Iraq was home of the Abbasid Caliphate, a golden age when the Muslim world was at the forefront of math, scien... — Richard Engel
Iraq was home of the Abbasid Caliphate, a golden age when the Muslim world was at the forefront of math, science and medicine.
Author: Richard Engel
Insight: There's something we've largely forgotten: the idea that the Middle East was once the global center of human knowledge. When we think of the scientific revolution or intellectual progress, we picture Europe. But for centuries, Baghdad and other Iraqi cities were where the smartest minds gathered, where hospitals were performing surgeries, where mathematicians were solving problems that wouldn't be cracked again for hundreds of years.
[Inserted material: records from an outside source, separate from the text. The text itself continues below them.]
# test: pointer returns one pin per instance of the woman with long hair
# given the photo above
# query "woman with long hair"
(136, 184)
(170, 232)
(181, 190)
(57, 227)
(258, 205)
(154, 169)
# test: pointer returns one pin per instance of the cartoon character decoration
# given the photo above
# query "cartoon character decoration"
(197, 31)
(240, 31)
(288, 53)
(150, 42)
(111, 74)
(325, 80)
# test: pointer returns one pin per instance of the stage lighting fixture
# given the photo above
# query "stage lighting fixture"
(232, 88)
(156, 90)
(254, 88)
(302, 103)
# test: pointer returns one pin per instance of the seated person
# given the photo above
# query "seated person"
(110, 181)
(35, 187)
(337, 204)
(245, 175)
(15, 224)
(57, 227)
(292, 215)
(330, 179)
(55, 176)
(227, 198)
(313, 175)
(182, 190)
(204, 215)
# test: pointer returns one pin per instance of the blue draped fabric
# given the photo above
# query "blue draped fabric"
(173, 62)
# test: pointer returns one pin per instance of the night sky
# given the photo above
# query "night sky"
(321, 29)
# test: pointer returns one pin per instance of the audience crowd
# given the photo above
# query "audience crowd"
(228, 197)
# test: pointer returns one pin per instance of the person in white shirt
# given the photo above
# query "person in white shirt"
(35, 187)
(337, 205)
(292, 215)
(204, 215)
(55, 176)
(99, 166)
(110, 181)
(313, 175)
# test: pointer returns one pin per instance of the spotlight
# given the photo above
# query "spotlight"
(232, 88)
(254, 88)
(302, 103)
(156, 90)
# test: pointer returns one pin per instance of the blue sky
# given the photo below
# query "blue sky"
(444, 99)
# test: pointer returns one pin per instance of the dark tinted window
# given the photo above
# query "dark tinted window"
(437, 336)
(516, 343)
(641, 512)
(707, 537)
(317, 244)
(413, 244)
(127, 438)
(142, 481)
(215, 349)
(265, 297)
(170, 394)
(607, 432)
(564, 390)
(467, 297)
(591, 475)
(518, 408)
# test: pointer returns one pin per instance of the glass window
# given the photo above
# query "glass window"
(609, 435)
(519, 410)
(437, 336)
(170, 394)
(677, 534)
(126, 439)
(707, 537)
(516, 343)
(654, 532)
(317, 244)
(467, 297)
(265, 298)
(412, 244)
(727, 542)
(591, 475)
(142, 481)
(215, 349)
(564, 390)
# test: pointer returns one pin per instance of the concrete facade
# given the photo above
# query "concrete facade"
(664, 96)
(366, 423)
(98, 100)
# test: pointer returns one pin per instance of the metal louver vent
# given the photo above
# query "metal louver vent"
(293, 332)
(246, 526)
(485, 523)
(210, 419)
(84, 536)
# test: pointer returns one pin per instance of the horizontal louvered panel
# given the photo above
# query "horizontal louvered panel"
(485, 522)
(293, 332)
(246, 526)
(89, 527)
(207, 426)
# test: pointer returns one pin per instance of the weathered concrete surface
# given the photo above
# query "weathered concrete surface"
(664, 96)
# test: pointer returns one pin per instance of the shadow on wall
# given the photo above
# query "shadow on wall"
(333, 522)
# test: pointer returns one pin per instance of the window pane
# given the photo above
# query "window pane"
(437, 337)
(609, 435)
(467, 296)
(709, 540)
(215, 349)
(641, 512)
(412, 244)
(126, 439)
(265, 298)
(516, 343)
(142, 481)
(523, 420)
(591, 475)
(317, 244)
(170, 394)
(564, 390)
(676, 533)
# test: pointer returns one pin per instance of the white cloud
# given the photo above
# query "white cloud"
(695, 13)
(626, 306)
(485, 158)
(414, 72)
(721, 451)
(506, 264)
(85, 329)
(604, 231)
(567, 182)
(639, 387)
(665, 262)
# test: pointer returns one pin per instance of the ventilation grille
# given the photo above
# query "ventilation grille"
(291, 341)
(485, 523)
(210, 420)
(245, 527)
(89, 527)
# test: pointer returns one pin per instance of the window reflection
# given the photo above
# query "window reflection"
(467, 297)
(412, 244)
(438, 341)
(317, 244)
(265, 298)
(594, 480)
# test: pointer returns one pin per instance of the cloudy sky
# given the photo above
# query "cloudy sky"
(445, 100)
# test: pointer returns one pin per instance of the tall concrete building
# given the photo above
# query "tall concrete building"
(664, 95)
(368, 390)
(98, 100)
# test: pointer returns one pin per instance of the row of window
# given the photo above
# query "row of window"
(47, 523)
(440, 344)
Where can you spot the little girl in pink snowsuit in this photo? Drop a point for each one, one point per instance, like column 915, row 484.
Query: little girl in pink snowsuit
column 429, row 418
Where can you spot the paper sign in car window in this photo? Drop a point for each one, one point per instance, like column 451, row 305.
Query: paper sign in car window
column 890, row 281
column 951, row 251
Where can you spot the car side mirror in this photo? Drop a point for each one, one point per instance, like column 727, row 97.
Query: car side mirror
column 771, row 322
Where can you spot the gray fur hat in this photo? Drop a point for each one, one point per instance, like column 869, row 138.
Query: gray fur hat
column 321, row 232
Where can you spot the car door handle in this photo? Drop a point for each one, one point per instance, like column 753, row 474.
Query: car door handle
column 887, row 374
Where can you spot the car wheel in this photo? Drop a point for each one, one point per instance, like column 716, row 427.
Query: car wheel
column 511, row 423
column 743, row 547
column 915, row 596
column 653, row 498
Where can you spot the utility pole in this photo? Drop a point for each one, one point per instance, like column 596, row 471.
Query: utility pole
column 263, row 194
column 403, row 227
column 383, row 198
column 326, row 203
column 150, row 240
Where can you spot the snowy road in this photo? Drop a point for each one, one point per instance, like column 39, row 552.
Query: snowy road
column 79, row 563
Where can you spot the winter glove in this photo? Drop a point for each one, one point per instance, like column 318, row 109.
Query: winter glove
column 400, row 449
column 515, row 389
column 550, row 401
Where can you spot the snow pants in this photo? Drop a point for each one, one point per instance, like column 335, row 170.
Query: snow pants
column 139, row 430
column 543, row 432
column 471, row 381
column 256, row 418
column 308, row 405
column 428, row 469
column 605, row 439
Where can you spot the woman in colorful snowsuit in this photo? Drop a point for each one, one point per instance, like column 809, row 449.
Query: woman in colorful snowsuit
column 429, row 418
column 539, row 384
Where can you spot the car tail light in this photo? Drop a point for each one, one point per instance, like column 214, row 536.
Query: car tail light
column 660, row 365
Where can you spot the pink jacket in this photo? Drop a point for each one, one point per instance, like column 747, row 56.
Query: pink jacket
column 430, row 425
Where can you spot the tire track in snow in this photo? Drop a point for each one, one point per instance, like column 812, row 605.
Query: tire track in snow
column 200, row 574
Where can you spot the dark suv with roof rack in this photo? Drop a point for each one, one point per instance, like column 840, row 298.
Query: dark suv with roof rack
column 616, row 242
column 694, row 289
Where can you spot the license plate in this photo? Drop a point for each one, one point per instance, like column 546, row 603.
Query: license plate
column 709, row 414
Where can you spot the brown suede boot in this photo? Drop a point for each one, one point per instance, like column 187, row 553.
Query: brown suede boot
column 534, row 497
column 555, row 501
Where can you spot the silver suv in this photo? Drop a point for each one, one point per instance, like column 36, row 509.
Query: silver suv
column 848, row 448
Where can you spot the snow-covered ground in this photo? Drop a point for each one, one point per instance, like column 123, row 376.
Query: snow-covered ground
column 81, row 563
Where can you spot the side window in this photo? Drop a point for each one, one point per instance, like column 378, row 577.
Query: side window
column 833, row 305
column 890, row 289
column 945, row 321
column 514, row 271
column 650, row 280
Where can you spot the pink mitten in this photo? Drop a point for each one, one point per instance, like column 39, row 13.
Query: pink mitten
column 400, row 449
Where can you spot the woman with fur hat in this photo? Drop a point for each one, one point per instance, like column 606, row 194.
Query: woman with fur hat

Algebra itself comes from Arabic roots. This matters now because it shatters a particular narrative—the one that says some regions are just naturally more innovative or capable than others. It's a reminder that human ingenuity isn't locked into any one place or time. Civilizations rise and fall. Attention shifts. Resources flow elsewhere. What was once the world's intellectual engine can become something else entirely, not because the people changed, but because history did. The real unsettling part? Understanding this makes us wonder what knowledge centers will fade or be forgotten in our own time. What's thriving now that we assume will always lead the way? It's a humbling question about the fragility of supremacy—in any field, in any era.